The figure shows a video stream and an audio stream. At video frame number 5 the program is switched. The timing is shown for a video frame rate of 50 fps, audio data frames of 1024 samples per (non-truncated) frame and a sampling rate of 48 kHz. The time stamps of the audio and video frames are shown at the vertical arrows with a time base of 90000 ticks per second. At video frame 5 the content changes. The audio changes at the same instance of time by means of a truncated MPEG-H 3D Audio data frame.

Figure 5 and Table 1 show how the burst payloads for the audio data frames 4 – 6 may be constructed.

MPEG-H_3D_Audio_burst_payload_with_truncation Figure 5: MPEG-H 3D Audio burst payload with truncation

NOTE: for the completeness to the IEC61937-13 standard the following table also contains the header values for the non-HBR mode even if this mode is not required for IEC61937-13 receiver and sender implementation.

Table 1 - MPEG-H 3D Audio burst payload header structure entries for truncated data frame

Header Structure Entry Value in Normal Structure Value in HBR Structure Notes
Data Offset 4 26 32 8 bytes Pa-Pd + 2 Header Structures + Stop Header Structure (0, 0, 0)
Data Size 4 Size of MPEG-H 3D Audio data frame 4 Size of MPEG-H 3D Audio data frame 4
PCM Offset 4 0 0
Data Offset 5 26 + size of data frame 5 32 + size of data frame 5 8 bytes Pa-Pd + 2 Header Structures + Stop Header Structure (0, 0, 0) + size of data frame 4
Data Size 5 Size of MPEG-H 3D Audio data frame 5 Size of MPEG-H 3D Audio data frame 5
PCM Offset 5 Number of PCM samples in data frame 4 Number of PCM samples in data frame 4 704 for the example given in Figure 4
Data Offset 6 20 24 8 bytes Pa-Pd + Header Structure + Stop Header Structure (0, 0, 0)
Data Size 6 Size of MPEG-H 3D Audio data frame 6 Size of MPEG-H 3D Audio data frame 6
PCM Offset 6 Number of PCM samples in data frame 4 Number of PCM samples in data frame 4 704 for the example given in Figure 4. PCM offset carries on until next truncated data frame

Transmitter operation

An IEC 61397-13 transmitter has to insert correct PCM offset values to ensure correct timing of the output of the decoded PCM samples at the receiver. The PCM offset values can usually be derived from higher level system timing information.
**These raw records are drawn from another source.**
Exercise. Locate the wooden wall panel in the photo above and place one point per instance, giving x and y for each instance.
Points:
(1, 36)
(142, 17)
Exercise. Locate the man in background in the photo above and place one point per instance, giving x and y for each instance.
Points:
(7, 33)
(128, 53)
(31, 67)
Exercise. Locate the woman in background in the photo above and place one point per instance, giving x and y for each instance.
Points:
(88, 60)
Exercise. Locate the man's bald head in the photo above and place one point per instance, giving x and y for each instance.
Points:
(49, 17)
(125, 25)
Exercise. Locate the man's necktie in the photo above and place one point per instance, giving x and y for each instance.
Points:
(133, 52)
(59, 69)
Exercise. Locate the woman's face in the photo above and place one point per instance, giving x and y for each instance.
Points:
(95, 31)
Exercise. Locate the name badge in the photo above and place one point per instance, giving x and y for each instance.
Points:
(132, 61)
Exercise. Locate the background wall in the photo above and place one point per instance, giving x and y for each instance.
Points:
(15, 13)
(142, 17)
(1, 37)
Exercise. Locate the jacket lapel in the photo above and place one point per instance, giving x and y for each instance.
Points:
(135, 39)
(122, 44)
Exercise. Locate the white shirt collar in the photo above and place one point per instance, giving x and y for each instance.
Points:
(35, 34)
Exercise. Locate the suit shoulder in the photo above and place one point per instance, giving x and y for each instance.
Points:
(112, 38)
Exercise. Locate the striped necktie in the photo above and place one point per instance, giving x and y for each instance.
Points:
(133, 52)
For example in MPEG-2 transport stream based systems the PCM offset values can be derived from the presentation time stamps of the transport stream. In MPEG-4 file format based systems the PCM offset values can be derived from the sample duration information contained in the audio track of an MP4 file.

Receiver operation

An IEC 61397-13 receiver has to use the PCM offset value to play out the decoded PCM samples at the correct instant of time. The PCM offset value specifies the time difference in audio samples of the start of playout of a decoded MPEG-H 3D Audio data frame relative to the reference point of the burst payload that contains this MPEG-H 3D Audio data frame. Figure 6 illustrates this relative timing for the example of a truncated MPEG-H 3D Audio data frame given in section 'Truncated MPEG-H 3D Audio data frames'.
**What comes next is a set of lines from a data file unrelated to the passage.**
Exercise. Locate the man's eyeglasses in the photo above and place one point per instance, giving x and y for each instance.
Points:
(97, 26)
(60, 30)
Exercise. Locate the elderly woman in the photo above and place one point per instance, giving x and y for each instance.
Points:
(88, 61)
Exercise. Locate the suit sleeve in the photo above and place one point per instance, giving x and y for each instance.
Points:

Playout_timing Figure 6: Playout timing

The PCM offset of audio frame 4 is 0 so the playout of the decoded PCM samples of audio frame 4 starts immediately at the reference point R’n of the burst payload that contains audio frame 4. Audio frame 4 is a truncated MPEG-H 3D Audio data frame with a length of 704 samples. Playout of the decoded PCM samples of audio frame 5 starts 704 samples after the same reference R’n point because audio frames 4 and 5 are contained in the same burst payload.

In this example we assume that the length of a non-truncated MPEG-H 3D Audio data frame and the IEC 61937 burst repetition period are both 1024 audio samples. Therefore the PCM offset of audio frame 6 is again 704 and the playout of the decoded PCM samples of audio frame 6 starts 704 samples after the reference point R’n+1 of the next burst payload.

Note that the length of a non-truncated audio frame and the burst repetition period don't need to be identical. In this case the PCM offset values will be different for subsequent audio frames.

Note also that the reference points R’ in the PCM output will be delayed in comparison to the reference points R of the IEC 61937-13 stream, because an audio device needs time to fully receive and decode the MPEG-H 3D Audio data frames (see section 'Latency' for more details on latency).